These are separate motions by two sets of defendants to dismiss the complaint for legal insufficiency.
The plaintiff seeks a declaratory judgment defining its rights under a lease which contains an option to purchase.
The lease was made with the defendants Silverman, commencing October 1,1960, to run for 15 years. In Paragraph 32nd it gives the tenant, who is the plaintiff in this action, a first option to purchase the premises for $98,000 at any time during the term of the lease. In Paragraph 33rd, for a period commencing with the second year of the lease and for four years thereafter, it gives the tenant a first option to purchase on the same terms for which the landlord can make a bona fide sale to another, and for the remaining 10 years, the $98,000 option is repeated. Nothing is said about the first year in this paragraph.

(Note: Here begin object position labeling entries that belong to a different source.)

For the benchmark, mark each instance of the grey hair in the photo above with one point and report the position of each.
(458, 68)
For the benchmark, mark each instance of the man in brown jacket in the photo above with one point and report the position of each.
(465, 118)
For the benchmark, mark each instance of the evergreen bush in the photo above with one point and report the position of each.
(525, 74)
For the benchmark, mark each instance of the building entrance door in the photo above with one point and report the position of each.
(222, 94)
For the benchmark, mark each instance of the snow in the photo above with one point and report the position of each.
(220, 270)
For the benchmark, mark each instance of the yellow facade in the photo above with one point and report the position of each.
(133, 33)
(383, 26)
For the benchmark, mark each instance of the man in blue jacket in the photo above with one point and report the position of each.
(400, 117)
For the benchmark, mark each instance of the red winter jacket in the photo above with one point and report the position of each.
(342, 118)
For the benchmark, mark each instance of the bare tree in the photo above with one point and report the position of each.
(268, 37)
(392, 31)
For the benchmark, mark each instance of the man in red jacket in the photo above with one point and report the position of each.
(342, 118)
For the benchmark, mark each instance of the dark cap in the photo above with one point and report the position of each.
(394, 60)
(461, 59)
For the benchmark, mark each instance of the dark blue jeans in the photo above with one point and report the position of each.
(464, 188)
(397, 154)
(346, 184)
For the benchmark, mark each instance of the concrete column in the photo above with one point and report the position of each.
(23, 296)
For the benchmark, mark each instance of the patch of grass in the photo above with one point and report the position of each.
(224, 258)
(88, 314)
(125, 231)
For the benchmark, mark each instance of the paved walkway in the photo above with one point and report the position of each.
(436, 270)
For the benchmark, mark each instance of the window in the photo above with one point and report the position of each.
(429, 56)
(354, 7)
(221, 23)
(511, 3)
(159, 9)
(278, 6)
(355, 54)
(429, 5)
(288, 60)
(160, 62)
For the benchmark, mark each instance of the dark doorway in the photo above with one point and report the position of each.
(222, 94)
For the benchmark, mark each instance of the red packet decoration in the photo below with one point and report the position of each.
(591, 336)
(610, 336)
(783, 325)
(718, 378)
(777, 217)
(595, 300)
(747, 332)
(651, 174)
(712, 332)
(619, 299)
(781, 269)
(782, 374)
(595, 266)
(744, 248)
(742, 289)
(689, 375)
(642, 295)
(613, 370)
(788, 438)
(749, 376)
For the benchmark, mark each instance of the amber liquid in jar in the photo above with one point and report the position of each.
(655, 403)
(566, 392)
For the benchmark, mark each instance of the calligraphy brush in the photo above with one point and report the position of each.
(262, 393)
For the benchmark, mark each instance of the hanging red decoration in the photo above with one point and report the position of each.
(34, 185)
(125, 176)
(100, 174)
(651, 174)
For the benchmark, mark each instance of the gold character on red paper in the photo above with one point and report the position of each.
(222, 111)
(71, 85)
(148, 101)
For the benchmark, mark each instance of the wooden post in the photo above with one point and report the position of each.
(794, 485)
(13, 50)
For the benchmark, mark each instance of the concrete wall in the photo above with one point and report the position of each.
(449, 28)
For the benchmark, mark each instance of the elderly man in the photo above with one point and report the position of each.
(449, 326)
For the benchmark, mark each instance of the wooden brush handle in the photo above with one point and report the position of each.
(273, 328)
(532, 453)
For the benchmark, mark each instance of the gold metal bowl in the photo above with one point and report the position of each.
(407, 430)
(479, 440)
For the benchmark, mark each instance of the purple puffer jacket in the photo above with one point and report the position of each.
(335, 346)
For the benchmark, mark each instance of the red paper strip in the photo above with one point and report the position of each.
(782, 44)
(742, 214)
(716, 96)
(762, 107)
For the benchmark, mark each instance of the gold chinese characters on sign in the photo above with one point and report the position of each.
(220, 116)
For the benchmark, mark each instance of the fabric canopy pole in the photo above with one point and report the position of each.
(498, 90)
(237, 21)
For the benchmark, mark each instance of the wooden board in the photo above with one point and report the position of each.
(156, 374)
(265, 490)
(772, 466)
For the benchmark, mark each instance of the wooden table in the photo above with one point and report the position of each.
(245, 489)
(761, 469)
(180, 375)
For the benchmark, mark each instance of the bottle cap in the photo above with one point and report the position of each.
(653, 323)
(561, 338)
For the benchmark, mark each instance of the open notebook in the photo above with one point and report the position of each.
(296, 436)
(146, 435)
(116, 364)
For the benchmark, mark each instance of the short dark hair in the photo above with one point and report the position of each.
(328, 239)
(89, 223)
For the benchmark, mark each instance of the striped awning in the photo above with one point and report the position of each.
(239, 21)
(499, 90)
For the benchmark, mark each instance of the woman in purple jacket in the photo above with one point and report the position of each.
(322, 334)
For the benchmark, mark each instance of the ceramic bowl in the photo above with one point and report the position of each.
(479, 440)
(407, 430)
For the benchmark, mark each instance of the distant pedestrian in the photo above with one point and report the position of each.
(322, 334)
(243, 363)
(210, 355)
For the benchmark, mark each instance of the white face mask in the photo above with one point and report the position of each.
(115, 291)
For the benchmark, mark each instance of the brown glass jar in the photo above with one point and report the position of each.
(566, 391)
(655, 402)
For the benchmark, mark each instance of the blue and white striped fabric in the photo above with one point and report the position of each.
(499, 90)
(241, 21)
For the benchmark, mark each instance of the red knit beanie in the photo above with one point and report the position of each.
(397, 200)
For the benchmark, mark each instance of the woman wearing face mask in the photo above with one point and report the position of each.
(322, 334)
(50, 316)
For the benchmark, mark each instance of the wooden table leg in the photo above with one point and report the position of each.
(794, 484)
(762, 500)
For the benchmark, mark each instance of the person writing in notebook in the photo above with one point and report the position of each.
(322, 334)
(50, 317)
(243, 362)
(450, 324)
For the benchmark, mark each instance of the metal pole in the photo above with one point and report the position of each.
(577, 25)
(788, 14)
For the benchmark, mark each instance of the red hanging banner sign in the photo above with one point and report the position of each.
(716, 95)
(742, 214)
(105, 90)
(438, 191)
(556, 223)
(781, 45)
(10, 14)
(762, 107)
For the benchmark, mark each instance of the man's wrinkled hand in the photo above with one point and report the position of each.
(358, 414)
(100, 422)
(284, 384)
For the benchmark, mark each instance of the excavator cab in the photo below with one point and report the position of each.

The premises were in fact sold by the Silvermans to the other defendants, Gaines and Bose, for $60,000 on October 19, 1960.
Contending that the effect of these clauses was to prohibit any sale whatever by the Silvermans during the first year, plaintiff asks for a declaration that it is entitled to a conveyance from the present owners, at the same price and upon the same terms upon which they bought.
The defendants’ point that an agreement not to sell for one year illegally suspends the power of alienation in violation of *169section 42 of the Beal Property Law is not well taken for the simple reason that, as long as there are people in being who can convey a fee simple, the power of alienation is not suspended. The early case of De Peyster v. Michael (6 N. Y. 467 [1852]) deals not with that subject, but with an ancient feudal device called quarter sales, whereby one who conveyed a fee estate, nevertheless reserved to himself the right to one quarter of the selling price from that time forward on all future sales, no matter how remote. This was held to be repugnant to the essential nature of the granted estate and when not coupled with an estate in reversion, void both in principle and under the English common law since the reign of Edward I (13th Century).
An agreement by an owner not to sell for a stated period does no violence to the principle enunciated in that case, and more recently applied in Wiesenthal v. Young (280 App. Div. 590 [1952]).
The trouble here is that the owner made no such agreement. The phrasing of the option leaves a good deal to be desired from the standpoint of clarity, but giving full effect to Paragraph 32nd, plaintiff’s option for the first year is for $98,000. Paragraph 33rd gives him no option for any amount in the first year.
Assuming, but not deciding, that Silverman was bound not to sell at all in the first year, plaintiff has a ready remedy to bring an action to set the sale aside which, if successful, will put the parties in status quo. In no case could they be entitled to a declaration that they have the right to purchase the premises for the next four years for $60,000 because under the very terms of the option there is a 30-day time limit.
Since a party is not privileged to maintain a declaratory judgment action when there is an existing form of action readily available (Newburger v. Lubell, 257 N. Y. 383; Bules Civ. Prac., rule 212), it follows that the complaint should be dismissed, but without prejudice to the bringing of such other action as plaintiff may be advised.